Les flots poursuivaient leur office, accélérant la cadence sur tout le corps de Shion jusqu'à ce que, presque à bout de souffle, l'extase vienne le submerger et qu'il en jouisse, tel un volcan en éruption. À bout de force, Shion se laissa porter par l'eau qui le ramena dans les bras du Chevalier.

Ce dernier saisit une serviette pour y emmitoufler son amant, puis il ajouta :

- Je t'aime tellement… Je ne pense qu'à toi, je ne peux pas me passer de ta présence… de te toucher. Tu m'obsèdes !

- Cam…

- Chut ! Je te veux, mais je sais que toi tu en vois un autre…
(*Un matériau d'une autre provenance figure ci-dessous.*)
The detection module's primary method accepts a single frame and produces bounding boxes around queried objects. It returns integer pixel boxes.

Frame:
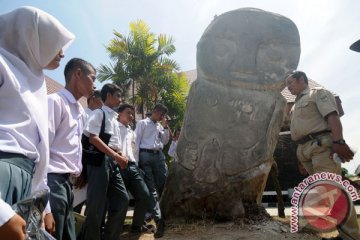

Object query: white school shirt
[48,89,85,176]
[135,118,170,150]
[168,140,178,157]
[84,105,120,150]
[119,122,136,162]
[0,7,74,226]
[84,108,92,122]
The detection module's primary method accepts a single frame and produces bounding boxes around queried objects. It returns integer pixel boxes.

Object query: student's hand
[44,213,55,235]
[0,214,27,240]
[161,117,169,128]
[114,153,128,169]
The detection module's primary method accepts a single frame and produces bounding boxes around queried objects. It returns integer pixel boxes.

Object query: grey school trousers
[81,156,129,240]
[0,151,35,205]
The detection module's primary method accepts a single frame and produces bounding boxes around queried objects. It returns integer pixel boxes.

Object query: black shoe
[154,219,165,238]
[130,224,155,233]
[321,236,343,240]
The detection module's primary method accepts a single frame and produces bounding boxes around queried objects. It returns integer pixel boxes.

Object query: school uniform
[47,89,84,240]
[119,122,150,231]
[0,7,74,227]
[135,118,170,221]
[81,106,129,240]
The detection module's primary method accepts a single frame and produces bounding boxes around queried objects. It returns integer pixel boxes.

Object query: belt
[0,151,35,175]
[295,130,331,144]
[48,173,77,185]
[140,148,160,154]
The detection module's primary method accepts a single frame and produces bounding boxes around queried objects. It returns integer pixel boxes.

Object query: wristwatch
[333,139,346,145]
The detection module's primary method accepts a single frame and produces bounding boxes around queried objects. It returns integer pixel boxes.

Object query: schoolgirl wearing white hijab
[0,7,75,239]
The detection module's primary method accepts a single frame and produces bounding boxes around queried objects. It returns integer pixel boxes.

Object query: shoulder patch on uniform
[320,94,329,102]
[312,87,324,90]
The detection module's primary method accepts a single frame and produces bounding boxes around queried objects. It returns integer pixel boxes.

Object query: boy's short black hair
[153,103,167,114]
[64,58,96,83]
[117,103,135,112]
[87,90,101,105]
[101,83,121,102]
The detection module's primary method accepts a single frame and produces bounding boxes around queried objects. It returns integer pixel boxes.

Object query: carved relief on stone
[161,8,300,217]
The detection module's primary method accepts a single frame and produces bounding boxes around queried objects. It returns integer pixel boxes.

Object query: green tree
[98,20,179,117]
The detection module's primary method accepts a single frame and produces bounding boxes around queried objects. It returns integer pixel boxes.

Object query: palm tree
[98,20,179,117]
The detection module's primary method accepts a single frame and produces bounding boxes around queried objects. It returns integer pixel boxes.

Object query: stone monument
[161,8,300,219]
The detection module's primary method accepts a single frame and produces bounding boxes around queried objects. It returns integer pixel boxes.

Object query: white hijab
[0,7,75,191]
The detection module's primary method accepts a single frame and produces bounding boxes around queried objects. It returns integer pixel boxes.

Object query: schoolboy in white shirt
[135,103,170,238]
[118,103,150,233]
[80,84,129,240]
[0,7,74,240]
[45,58,96,240]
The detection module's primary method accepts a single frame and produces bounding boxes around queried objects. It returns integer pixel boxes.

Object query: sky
[0,0,360,173]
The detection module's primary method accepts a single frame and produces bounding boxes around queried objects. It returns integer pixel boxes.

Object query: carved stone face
[197,9,300,90]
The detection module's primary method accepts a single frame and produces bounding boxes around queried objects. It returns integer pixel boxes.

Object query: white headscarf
[0,7,75,190]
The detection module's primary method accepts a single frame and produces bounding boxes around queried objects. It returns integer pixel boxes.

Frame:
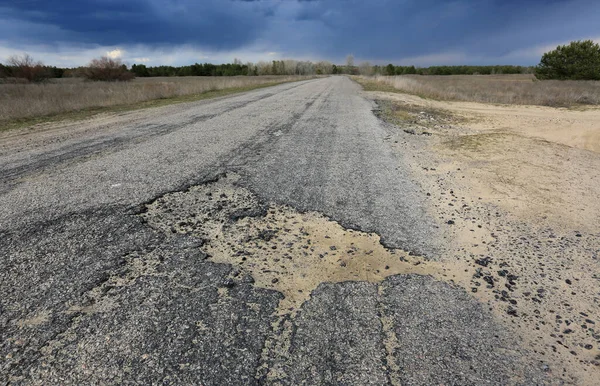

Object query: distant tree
[346,54,354,74]
[82,56,135,82]
[8,54,51,82]
[535,40,600,80]
[131,64,150,77]
[403,66,417,75]
[358,62,373,76]
[0,63,10,78]
[385,63,396,76]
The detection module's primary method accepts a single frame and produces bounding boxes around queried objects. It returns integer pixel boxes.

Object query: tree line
[0,40,600,82]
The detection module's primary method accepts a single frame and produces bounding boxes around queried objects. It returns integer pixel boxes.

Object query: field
[356,75,600,106]
[0,76,308,127]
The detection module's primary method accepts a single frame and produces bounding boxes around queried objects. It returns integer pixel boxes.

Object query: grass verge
[0,79,306,132]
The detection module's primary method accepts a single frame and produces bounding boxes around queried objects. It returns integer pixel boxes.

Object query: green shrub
[535,40,600,80]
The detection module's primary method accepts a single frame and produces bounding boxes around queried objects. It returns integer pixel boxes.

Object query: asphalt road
[0,77,544,385]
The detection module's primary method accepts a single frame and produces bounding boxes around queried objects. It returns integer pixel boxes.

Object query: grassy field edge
[0,79,307,132]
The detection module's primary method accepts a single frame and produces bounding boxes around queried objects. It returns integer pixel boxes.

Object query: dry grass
[356,75,600,106]
[0,76,309,123]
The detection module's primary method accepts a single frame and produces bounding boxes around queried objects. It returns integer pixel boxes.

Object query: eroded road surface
[0,77,563,385]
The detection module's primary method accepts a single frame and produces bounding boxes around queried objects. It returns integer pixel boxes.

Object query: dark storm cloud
[0,0,600,61]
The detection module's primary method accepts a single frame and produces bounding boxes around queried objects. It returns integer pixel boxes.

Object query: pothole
[142,173,467,314]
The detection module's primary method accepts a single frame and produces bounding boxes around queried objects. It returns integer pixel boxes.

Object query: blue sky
[0,0,600,66]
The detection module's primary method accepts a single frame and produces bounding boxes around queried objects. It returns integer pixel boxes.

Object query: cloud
[0,0,600,66]
[106,48,124,59]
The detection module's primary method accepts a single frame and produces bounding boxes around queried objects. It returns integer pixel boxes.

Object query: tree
[535,40,600,80]
[385,63,396,76]
[83,56,135,81]
[8,54,50,82]
[358,62,373,76]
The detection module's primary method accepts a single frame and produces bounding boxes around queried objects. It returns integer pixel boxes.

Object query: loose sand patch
[367,92,600,385]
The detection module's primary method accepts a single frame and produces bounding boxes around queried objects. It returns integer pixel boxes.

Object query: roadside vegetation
[0,75,311,130]
[354,75,600,107]
[535,40,600,80]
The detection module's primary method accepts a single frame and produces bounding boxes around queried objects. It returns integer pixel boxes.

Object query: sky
[0,0,600,67]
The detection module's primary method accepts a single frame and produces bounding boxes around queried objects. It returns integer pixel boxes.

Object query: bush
[535,40,600,80]
[82,56,135,82]
[8,54,51,82]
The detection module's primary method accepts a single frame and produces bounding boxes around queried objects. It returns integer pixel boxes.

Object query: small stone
[221,277,235,288]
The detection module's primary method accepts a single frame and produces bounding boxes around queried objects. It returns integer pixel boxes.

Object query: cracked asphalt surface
[0,77,550,385]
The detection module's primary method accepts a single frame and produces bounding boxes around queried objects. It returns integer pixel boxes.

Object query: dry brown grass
[357,75,600,106]
[0,76,309,123]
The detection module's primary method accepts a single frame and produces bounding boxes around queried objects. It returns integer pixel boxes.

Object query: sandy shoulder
[365,92,600,385]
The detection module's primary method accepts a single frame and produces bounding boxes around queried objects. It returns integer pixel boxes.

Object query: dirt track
[0,77,600,385]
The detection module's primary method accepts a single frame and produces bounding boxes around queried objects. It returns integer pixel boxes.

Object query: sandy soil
[367,92,600,385]
[369,92,600,152]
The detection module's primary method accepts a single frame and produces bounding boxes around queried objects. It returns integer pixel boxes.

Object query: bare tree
[8,54,50,82]
[83,56,135,81]
[346,54,354,74]
[358,62,373,76]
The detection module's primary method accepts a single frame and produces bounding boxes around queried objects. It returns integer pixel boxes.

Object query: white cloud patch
[106,48,124,59]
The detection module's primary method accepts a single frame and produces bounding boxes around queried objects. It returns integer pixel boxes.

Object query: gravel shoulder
[368,86,600,385]
[0,77,568,385]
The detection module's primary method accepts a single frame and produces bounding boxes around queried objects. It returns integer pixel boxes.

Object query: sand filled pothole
[143,174,464,313]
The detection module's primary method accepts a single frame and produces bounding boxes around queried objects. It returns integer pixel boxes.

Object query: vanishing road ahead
[0,77,539,385]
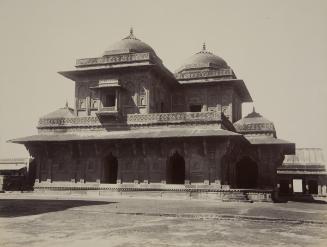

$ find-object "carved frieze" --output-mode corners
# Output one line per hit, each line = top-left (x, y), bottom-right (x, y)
(76, 53), (150, 67)
(175, 69), (233, 80)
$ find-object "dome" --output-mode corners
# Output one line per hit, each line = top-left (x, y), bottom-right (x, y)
(104, 29), (155, 56)
(234, 107), (276, 137)
(177, 44), (229, 73)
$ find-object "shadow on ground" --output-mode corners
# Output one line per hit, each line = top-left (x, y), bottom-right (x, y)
(0, 199), (116, 217)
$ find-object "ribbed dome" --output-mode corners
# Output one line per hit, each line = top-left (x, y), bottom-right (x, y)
(104, 29), (155, 56)
(234, 107), (276, 137)
(176, 44), (229, 73)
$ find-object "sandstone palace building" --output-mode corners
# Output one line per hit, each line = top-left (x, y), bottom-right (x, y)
(11, 30), (295, 199)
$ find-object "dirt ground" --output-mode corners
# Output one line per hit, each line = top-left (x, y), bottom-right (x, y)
(0, 194), (327, 247)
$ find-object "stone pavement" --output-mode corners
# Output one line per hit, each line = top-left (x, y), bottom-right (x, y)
(0, 194), (327, 246)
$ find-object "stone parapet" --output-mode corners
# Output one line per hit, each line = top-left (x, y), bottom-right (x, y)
(127, 111), (221, 125)
(37, 111), (221, 129)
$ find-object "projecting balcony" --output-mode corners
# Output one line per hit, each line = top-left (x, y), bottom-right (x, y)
(95, 106), (118, 116)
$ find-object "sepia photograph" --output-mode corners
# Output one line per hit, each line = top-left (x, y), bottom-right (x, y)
(0, 0), (327, 247)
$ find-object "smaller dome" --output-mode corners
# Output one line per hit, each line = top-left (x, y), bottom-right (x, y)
(176, 44), (229, 73)
(234, 107), (276, 137)
(104, 28), (155, 56)
(41, 103), (75, 119)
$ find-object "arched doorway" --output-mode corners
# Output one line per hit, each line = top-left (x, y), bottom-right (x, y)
(236, 157), (258, 189)
(166, 152), (185, 184)
(101, 153), (118, 184)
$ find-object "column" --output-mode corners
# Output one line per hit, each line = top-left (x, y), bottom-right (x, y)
(115, 88), (118, 111)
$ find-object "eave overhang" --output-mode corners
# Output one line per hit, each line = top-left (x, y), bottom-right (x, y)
(179, 78), (253, 102)
(8, 127), (241, 144)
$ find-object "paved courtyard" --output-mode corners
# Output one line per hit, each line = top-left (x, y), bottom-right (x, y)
(0, 194), (327, 246)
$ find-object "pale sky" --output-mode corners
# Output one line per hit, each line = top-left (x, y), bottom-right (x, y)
(0, 0), (327, 159)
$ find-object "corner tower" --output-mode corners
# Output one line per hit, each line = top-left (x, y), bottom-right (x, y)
(59, 29), (178, 120)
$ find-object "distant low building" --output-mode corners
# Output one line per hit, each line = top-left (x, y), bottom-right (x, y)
(277, 148), (327, 196)
(0, 158), (35, 191)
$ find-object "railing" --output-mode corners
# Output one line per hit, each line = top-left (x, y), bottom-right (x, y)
(127, 111), (221, 125)
(38, 111), (221, 128)
(175, 69), (234, 80)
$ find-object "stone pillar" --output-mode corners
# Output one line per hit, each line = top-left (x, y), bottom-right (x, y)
(183, 142), (191, 184)
(288, 180), (294, 194)
(115, 89), (118, 111)
(318, 184), (322, 195)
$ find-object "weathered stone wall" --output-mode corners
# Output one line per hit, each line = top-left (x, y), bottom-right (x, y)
(30, 137), (283, 189)
(75, 68), (171, 116)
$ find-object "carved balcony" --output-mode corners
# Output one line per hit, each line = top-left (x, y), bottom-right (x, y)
(38, 111), (225, 129)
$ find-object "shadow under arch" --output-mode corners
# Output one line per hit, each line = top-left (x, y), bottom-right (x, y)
(235, 156), (258, 189)
(166, 151), (185, 184)
(101, 153), (118, 184)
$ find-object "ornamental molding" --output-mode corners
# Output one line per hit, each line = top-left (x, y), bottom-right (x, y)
(76, 52), (152, 67)
(235, 123), (275, 132)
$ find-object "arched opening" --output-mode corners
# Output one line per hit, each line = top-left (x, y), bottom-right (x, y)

- Non ! … Oui j'avoue que Dohko m'a longtemps plu à une époque, mais plus maintenant… de plus, il préfère les femmes…

- Vraiment ?

- Camus, serais-tu jaloux ?

- Tout comme toi tu l'as été de mon premier meilleur ami.

- Cam…

- Chut ! Je te laisse du temps pour y réfléchir. On a une nouvelle vie de paix qui devrait être longue, alors autant prendre notre temps.

- Mais ?

- Je n'aime pas savoir qu'une autre personne que moi dorme avec toi.

Shion sauta au cou de son amant et l'embrassa en souriant. Le Chevalier du Verseau disparut comme il était venu après avoir remis son Grand Pope au lit. Celui-ci ferma les yeux et s'endormit aussitôt.